Data Mechanics merges the configurations in config template my-template and in the config overrides. The configuration in configOverrides has higher precedence than the config template, since they're more dynamic.

Data Mechanics auto-tuning

Data Mechanics automatically tunes the infrastructure parameters and Spark configurations of your scheduled applications run after run, to improve their performance and stability. Under the hood, we use the information contained in the Spark History Server to tweak various performance knobs of Spark, like the pod sizes of your Spark executor or the number of partitions Spark uses by default.

This is what you see in the return payload when you launch the Spark application:

{
"trackingUuid": "2bc31a26-ac33-491f-b00f-cf97d6b1f14f",
"appName": "daily-upload-20200625-023442-eabf",
"userName": "julien@datamechanics.co",
"jobName": "daily-upload",
"configTemplateName": "daily-upload",
"interactive": false,
"resourceVersion": 62915181,
"config": {
"type": "Scala",
"sparkVersion": "3.0.0",
"mainApplicationFile": "gs://acme-assets/processing-1.0.0.jar",
"mainClass": "com.acme.processing.DailyUpload",
"image": "gcr.io/datamechanics/spark:platform-3.1.1-dm14",
"arguments": ["2020-06-24"],
"sparkConf": {
"spark.kubernetes.allocation.batch.size": "10",
"spark.dynamicAllocation.enabled": "true",
"spark.dynamicAllocation.shuffleTracking.enabled": "true",
"spark.dynamicAllocation.maxExecutors": "100",
"spark.dynamicAllocation.executorAllocationRatio": "0.33",
"spark.dynamicAllocation.sustainedSchedulerBacklogTimeout": "30"
},
"driver": {
"cores": 1,
"memory": "1g",
"envVars": {
"KUBERNETES_REQUEST_TIMEOUT": "30000",
"KUBERNETES_CONNECTION_TIMEOUT": "30000"
}
},
"executor": {
"instances": 1,
"cores": 4,
"coreRequest": "3500m",
"memory": "12g"
},
"restartPolicy": {
"type": "Never"
}
}
}

Data Mechanics has added performance configurations, so that your application smoothly runs on Kubernetes.

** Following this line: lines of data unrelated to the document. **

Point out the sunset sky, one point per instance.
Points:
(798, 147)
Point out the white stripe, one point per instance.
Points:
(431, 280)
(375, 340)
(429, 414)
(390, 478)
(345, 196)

For the first run of your application, the platform is unaware of the specifics of your app and sets sensible default values given the different node pools attached to your Kubernetes cluster.

When you run a second application with jobName daily-upload however (say for day 2020-06-25), Data Mechanics uses the logs and metrics of the previous run 2020-06-24 to fine-tune configurations.

Day after day, this auto-tuning process continues so that performance improves without action on your part.

Controlling auto-tuning

To give you control over the tuning process, the config overrides have precedence over Data Mechanics auto-tuning, while config templates have not.

So if you want to force a parameter and not have it be auto-tuned, just put it in the config overrides. On the other hand, parameters found in config templates will be tuned by Data Mechanics when it makes sense. The values you put in the config template will serve as a starting point for the algorithm!

For example, if you set the following config fragment in the config template of your application,

{
"executor": {
"instances": 10
}
}

Data Mechanics might change the number of executors at some point, in order to improve efficiency. If you put it in config overrides though, the number of executors will never change.

Our recommendation is to put all performance parameters in a config template, so that Data Mechanics auto-tuning can adjust them over time.